Kolumu saran parmaklar sayesinde korkuyu iliklerime kadar hissettim ve ardından titredim. Büyük bir ihtimalle beynime oksijen gitmediği için birazdan beyin ölümüm gerceklesecekti.
Karanlık olmasına rağmen Kâran beyin kasılan yüz hatlarına ve öldürücü bakışlarını hayal edebiliyorum. Artık oksijen yerine karbondioksit soluduğuma yemin edebilirim.
Göğüs kafesimden çıkacakmiş gibi atan kalbime elimi koyup az önce tuttuğum nefesimi geri bıratım. Kâran bey bileğimi sertçe kavrayıp sırtımı duvara çarptı.
"Kimsin lan sen"

Benim kim olduğumu bilmiyordu
Karanlık olduğu için sadece insan suletini görmüş olmalı.

Karanlığın bana sağladığı avantajdan faydalanın boşta kalan elimle Kâran beyi geriye ittim.

Çok sıkmadığı bileğimide kurtarıp karanlıkta bir adım geri sendelledim,
Kafamın içindeki soru işaretleri karşı karşıya oturmuş fikir alışverişi yapmaya başlamışlardı. Kâran beyin bu yaptığı hiç doğru değildi.

Zemine sert çarpan topuklular yüzünden sessizlik bozuldu. Dans eder gibi karanlıkta bi ileri bir geri gidiyorduk.  Ne ben onu görüyorum nede o beni görüyor. Salonda bir gram dahi ışık yok bizi ele veren. Ağzımdaki eli hissettigimde korkudan buz kutlesine dönüyor bedenim. Yemin ederim bu adam beni kesin öldürür bu sefer.

Senin yerinde olsam bu gözlerden korkardım.

O ela gözleri görmesem bile içimde bir korku topu büyümeye başlamıştı.

Elini ağzımdan yavaşça çekip boğazımı sıkmaya başladı. Kesin öleceğim bu gece.

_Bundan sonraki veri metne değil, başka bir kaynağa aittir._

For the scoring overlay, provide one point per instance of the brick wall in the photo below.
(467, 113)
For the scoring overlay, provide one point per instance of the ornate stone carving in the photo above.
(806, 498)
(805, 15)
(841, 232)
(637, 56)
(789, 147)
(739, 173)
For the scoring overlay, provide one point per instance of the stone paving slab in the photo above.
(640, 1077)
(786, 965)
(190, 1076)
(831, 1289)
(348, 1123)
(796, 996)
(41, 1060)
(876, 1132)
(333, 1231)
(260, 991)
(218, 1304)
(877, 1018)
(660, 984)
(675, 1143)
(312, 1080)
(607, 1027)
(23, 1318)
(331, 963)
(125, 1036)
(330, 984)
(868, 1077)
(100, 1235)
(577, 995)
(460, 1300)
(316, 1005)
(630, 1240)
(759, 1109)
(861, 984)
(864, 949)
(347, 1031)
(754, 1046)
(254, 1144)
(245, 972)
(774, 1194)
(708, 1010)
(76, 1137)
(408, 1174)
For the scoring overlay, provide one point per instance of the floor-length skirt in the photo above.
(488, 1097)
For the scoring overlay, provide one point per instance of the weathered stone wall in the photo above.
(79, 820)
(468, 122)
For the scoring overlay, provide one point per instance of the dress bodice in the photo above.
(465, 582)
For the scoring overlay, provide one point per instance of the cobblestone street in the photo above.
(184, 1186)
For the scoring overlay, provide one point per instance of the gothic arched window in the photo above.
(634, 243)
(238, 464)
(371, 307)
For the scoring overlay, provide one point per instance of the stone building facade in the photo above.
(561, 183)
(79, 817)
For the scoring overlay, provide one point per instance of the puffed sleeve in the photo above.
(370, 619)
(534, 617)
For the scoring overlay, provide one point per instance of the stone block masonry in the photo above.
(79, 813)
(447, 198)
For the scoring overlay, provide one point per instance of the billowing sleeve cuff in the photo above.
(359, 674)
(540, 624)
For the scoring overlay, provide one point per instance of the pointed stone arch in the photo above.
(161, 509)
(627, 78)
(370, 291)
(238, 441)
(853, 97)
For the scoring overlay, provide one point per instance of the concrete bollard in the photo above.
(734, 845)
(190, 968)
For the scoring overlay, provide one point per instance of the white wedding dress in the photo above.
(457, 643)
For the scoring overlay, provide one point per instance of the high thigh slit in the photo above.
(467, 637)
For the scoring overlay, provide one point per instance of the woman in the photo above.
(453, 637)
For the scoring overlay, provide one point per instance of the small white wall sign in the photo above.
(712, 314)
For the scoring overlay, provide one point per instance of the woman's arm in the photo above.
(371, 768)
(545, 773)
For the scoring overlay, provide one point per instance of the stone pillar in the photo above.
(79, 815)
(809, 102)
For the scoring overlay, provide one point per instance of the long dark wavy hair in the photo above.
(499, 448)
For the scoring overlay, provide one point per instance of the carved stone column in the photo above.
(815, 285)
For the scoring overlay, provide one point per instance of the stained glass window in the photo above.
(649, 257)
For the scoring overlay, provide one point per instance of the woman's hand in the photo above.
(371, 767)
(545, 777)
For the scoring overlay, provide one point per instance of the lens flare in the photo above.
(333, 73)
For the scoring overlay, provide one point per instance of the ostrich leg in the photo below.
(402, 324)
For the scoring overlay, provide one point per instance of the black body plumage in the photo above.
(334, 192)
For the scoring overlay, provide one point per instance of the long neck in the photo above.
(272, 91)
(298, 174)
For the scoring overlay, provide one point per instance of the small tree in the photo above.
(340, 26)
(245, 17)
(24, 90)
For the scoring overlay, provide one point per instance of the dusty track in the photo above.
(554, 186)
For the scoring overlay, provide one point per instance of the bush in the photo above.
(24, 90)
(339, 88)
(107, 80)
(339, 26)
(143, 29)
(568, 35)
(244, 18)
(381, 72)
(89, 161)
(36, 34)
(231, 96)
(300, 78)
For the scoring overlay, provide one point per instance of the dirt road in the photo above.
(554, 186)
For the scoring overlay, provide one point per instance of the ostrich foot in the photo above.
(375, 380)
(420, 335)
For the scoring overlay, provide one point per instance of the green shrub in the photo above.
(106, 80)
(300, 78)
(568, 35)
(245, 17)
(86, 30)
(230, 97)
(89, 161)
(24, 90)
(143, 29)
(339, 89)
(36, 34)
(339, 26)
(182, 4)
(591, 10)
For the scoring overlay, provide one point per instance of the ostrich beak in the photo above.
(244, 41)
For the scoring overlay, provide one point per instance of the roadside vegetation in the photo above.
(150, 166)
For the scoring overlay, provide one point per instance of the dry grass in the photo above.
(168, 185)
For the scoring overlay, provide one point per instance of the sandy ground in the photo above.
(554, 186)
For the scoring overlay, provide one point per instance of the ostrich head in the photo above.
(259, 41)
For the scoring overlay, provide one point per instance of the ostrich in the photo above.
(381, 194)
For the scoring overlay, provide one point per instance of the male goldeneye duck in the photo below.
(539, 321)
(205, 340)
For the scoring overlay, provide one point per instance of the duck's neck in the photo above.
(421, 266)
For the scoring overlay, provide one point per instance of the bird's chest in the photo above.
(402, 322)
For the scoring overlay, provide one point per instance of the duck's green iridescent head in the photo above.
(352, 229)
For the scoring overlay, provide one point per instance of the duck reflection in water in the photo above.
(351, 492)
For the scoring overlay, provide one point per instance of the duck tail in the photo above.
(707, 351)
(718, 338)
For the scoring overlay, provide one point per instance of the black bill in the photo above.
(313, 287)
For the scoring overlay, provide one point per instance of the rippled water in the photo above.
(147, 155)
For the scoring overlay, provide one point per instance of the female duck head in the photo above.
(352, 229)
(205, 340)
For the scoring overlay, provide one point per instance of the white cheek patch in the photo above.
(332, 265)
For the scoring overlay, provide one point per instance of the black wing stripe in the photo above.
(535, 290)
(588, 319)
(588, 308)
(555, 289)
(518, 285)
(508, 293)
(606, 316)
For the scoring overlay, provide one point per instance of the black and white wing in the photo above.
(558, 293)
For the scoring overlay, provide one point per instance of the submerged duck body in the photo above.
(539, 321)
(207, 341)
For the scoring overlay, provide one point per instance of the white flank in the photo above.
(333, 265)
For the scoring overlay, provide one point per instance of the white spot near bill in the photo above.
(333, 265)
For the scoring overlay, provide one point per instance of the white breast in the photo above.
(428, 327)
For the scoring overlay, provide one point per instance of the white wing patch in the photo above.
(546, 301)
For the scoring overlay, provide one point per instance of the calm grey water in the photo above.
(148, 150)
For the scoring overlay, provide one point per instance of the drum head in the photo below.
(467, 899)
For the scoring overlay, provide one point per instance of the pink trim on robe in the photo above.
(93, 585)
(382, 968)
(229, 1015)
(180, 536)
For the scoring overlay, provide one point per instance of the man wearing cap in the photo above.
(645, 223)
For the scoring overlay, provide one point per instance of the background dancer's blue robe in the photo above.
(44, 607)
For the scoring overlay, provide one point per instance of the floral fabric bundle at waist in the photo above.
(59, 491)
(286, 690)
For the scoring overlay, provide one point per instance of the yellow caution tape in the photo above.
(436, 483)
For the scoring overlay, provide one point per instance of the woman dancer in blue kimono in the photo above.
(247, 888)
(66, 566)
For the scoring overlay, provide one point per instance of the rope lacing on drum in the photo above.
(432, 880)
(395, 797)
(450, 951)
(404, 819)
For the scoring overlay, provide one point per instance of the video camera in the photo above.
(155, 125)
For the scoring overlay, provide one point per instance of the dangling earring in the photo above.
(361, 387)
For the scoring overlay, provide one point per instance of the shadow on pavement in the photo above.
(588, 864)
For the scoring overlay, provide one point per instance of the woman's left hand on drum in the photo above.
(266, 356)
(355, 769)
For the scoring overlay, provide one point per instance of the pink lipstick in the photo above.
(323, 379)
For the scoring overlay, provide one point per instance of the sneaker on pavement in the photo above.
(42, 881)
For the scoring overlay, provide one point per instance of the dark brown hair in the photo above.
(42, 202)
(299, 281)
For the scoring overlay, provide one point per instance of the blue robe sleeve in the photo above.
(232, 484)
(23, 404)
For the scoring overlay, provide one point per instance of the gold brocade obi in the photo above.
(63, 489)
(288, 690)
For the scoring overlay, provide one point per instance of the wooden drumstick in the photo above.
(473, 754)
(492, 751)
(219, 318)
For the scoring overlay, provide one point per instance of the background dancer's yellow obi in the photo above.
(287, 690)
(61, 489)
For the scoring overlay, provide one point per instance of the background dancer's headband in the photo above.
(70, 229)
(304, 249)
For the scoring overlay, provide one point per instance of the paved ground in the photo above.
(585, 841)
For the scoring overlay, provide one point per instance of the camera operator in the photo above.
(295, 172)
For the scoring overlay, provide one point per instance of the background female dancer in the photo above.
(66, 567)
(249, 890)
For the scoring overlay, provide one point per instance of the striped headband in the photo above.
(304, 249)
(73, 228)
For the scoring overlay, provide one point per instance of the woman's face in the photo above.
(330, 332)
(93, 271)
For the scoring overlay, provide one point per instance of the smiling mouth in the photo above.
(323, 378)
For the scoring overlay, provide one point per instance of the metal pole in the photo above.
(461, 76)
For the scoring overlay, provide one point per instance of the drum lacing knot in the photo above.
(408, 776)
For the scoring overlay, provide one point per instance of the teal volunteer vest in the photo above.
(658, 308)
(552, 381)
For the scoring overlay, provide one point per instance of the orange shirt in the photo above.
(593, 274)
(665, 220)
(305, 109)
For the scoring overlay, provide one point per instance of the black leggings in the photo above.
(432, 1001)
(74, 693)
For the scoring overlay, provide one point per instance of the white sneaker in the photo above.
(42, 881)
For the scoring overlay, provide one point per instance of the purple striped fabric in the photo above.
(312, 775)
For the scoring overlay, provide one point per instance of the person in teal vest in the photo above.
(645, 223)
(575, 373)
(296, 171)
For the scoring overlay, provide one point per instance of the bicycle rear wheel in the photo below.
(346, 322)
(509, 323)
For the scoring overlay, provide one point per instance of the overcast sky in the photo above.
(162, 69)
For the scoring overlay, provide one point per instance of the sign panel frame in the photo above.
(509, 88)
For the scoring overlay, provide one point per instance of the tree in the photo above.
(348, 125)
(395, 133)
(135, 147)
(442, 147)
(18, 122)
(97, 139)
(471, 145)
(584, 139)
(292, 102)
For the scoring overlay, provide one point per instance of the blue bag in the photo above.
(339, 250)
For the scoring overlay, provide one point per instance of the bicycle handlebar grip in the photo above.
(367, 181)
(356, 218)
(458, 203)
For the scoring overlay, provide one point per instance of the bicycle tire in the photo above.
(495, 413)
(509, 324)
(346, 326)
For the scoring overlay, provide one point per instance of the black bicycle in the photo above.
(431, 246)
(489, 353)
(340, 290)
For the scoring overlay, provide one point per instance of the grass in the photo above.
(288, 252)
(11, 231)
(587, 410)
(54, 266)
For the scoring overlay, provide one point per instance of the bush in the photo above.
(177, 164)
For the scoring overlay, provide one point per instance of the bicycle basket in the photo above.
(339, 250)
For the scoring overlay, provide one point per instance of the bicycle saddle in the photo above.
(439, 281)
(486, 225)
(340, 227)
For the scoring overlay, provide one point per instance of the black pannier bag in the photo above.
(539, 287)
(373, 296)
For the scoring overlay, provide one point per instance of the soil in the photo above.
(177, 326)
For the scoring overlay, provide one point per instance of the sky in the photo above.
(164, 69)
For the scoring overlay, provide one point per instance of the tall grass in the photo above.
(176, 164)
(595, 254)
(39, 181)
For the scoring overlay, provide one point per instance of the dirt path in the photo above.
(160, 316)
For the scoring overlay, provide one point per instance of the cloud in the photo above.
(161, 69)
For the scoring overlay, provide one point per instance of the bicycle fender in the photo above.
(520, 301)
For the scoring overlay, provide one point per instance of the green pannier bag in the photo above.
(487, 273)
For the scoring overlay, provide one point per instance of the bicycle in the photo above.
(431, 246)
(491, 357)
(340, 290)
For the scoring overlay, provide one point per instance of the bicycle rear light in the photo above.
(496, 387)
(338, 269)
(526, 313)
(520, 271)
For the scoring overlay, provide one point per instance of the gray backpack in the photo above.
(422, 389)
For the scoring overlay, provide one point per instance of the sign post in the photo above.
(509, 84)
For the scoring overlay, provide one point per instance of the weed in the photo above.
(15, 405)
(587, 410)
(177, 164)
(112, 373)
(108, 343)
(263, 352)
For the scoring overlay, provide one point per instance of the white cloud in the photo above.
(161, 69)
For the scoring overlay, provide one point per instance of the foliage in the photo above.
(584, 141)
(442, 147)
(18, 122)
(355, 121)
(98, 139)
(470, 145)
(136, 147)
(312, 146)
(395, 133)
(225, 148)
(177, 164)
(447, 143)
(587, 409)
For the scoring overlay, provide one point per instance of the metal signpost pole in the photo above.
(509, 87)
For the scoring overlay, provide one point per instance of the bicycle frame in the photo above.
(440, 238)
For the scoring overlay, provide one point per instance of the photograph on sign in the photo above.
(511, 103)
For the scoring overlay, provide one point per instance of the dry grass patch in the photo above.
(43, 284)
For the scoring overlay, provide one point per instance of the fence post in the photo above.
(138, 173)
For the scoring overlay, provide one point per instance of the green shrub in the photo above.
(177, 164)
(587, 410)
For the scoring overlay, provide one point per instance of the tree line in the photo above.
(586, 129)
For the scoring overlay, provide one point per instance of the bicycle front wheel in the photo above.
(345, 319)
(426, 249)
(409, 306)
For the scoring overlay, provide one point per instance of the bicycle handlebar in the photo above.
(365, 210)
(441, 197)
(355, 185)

ben bu ani hareketin getirdiği narkoz etkisiyle dona kalırken, kulaklarımda yankılanan sesi zor da olsa duyabildim.

"Seni burda öldürmemi istemiyorsan konuş lan seni buraya kim yolladı" Boğazımdaki elini biraz gevşetti. Sanırım konuşmamı istiyordu.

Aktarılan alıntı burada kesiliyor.